Pages

Wednesday, April 28, 2010

So who is the parent here?

I have some pet peeves. One is kids who think they are the parent. I am not talking about 2 and 3 year olds testing their limits. I am talking about tweens (I am not sure why but I hate that word!)and teens who think they should make all the decisions. Now I know I was a teen once and I pushed against some rules (not too many, I really was a goody two shoes!) and Jon did as well (lets talk about him sneaking out at night to see his girlfriend in high school and then sneaking back in) but not to the extent that kids do today.

For example- have you heard the cell phone commercial about texting? The teen in it is telling her parents that teens text so get used to it. And the commercial encourages parents to pay more for a cell phone and include unlimited texting for an additional fee to avoid arguing with their kid.

Excuse me, arguing with your kid over texting? How about this solution- stay within the limit I give you or lose the phone?

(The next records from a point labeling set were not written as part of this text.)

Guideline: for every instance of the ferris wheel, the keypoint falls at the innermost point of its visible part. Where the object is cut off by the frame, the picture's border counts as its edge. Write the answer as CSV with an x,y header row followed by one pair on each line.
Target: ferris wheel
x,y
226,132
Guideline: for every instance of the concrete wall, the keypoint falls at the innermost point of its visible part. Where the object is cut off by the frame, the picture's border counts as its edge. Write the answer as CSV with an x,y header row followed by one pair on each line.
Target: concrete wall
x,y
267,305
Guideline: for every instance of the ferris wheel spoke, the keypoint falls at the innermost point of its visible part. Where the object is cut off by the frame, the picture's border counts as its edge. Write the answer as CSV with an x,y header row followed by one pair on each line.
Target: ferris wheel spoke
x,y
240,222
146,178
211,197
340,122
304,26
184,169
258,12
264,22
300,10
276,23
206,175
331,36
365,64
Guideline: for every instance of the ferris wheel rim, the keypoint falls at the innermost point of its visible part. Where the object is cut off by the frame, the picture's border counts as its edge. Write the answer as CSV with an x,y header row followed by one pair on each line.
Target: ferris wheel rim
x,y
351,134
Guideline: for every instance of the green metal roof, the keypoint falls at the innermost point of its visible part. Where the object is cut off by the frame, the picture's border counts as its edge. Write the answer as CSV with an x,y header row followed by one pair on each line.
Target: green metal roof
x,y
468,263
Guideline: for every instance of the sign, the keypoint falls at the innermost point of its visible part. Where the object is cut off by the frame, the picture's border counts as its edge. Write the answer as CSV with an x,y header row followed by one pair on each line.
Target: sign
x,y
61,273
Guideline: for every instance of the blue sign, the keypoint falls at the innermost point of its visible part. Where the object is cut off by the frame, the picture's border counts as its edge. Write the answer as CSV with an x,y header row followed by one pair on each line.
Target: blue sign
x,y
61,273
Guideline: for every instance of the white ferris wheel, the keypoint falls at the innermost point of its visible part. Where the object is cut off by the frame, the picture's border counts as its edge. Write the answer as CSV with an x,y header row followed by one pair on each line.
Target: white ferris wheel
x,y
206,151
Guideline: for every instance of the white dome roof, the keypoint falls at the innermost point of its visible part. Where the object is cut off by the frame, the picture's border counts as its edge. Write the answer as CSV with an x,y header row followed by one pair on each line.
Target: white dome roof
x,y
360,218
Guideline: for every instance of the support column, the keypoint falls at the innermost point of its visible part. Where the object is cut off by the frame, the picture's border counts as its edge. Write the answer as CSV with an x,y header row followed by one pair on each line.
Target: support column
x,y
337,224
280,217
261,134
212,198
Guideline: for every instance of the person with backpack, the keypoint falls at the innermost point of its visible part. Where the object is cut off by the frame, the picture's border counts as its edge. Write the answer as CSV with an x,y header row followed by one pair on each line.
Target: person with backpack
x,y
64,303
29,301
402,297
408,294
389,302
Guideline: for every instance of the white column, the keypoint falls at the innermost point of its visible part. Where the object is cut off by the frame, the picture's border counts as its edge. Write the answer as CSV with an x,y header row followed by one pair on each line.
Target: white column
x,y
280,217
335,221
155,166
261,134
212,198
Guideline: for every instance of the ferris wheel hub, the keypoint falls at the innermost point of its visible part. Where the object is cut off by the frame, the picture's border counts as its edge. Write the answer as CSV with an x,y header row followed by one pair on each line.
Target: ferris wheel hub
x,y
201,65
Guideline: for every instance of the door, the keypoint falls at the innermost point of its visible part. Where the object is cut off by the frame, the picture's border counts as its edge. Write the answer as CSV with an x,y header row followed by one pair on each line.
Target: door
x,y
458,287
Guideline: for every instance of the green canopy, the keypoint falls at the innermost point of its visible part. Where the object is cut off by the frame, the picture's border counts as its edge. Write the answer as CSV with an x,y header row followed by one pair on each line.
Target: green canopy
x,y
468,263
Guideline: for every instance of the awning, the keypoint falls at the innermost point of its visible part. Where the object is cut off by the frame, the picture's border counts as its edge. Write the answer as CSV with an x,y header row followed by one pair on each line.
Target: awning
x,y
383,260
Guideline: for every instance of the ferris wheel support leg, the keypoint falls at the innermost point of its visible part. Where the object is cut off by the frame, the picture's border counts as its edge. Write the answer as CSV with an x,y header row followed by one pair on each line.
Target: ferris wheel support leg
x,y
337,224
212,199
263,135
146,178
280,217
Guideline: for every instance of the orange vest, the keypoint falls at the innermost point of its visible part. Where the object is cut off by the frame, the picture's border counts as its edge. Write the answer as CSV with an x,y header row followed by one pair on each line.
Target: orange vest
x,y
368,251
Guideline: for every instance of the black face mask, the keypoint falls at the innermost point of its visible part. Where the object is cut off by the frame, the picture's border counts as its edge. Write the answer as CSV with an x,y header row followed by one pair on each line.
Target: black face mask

And the tone of the girl in the commercial- I can't show you here (and I checked you tube trying to find it) but the best way I can think of to describe it is sass (as my mom used to say). The tone of voice that would have me washing my kids mouth out with soap, I don't care how old they are. If my child EVER talked to me in that tone of voice (and I am sure they will at some points) I can assure you that my solution would NOT be to go out and buy them an unlimited plan on texting to avoid it in the future.

But maybe I am just mean.

A few months ago I read a letter that mom wrote in to an advice columnist asking for help with her daughter. Apparently her daughter had a small addiction to texting (I know there are other problems with kids but this one seems to appear often). And if the mom stopped her, limited her or took away her phone her daughter would (gasp!) get mad at them. And she didn't want that to happen. So what should the mom do? I LOVED the response- basically she was told if your tween or teen isn't mad at you a percentage of the time you are not doing your job!

Yup, kids get mad at us. We got mad at our parents and we survived. I don't harbor some horrible hatred for my parents becuase they told me no on occasions or gave me a curfew. We have an awesome relationship and I grew up to be a well rounded adult. So why will my child grow up to hate me or be some horrible person because I took the phone away at bedtime or limited video game time, or sent them outside to play instead of letting them watch yet another tv show?

I just don't understan parents who let their kids do this to them. We seem to have forgotten that it is okay to tell our kids no. It is okay for our kids to be mad at us and cry and be sad. It is okay for them not to get everything they want. They will still grow up to be good human beings and not hate us forever. They will probably be better for it since they will know that life it not about getting everything you want, or instant gratification. The real world will not be such a shock if they are prepared and have heard the word "no" a few times.

Honestly, it will be okay.

3 comments:

Bobbi & Noe said...

I was sooo thinking this last night when I watched to new show Parenthood! One Mom caught her teenager in the shower with a boy and told her that she could make her own decisions yet the Mom broke it off with the daughters teacher because her daughter told her to (dating the teacher is a little weird, but still who's the parent?) Another daughter broke a vase then lied and turned it around on the Mom (she was younger but still talking back.) The other teenage cousin bought a lacey bra and was going to wear it to see her boyfriend, when her Dad told her no...she left anyways and went braless to his house (the Dad actually went after her awhile later which was a step in the right direction, but to find her on his bed making out and his parents not caring!) UGh! All acceptable by todays standards!

Tired Mom Tésa said...

Great post. I love the line that if your tween isn't mad at you, you're aren't doing your job. This is really interesting because I've been having trouble with my son lately who's for some reason battling me on everything - he's only 3 though so that's part of the problem. But it made me think, "Is this what were in for?" It could get tough but it's important to stand your ground and remember you're the parent. Great advice, thanks!

Keli said...

Great post! I agree with you 100%! I see the way my sisters talk to my parents and I can't stand it. Just a few short years ago, if I was to talk to them that way, I'd get punished. Now, my sisters get what they want! I don't understand it at all. My boys do not talk to me that way and hopefully never will. Respect for your elders has been lost some where along the way in our culure.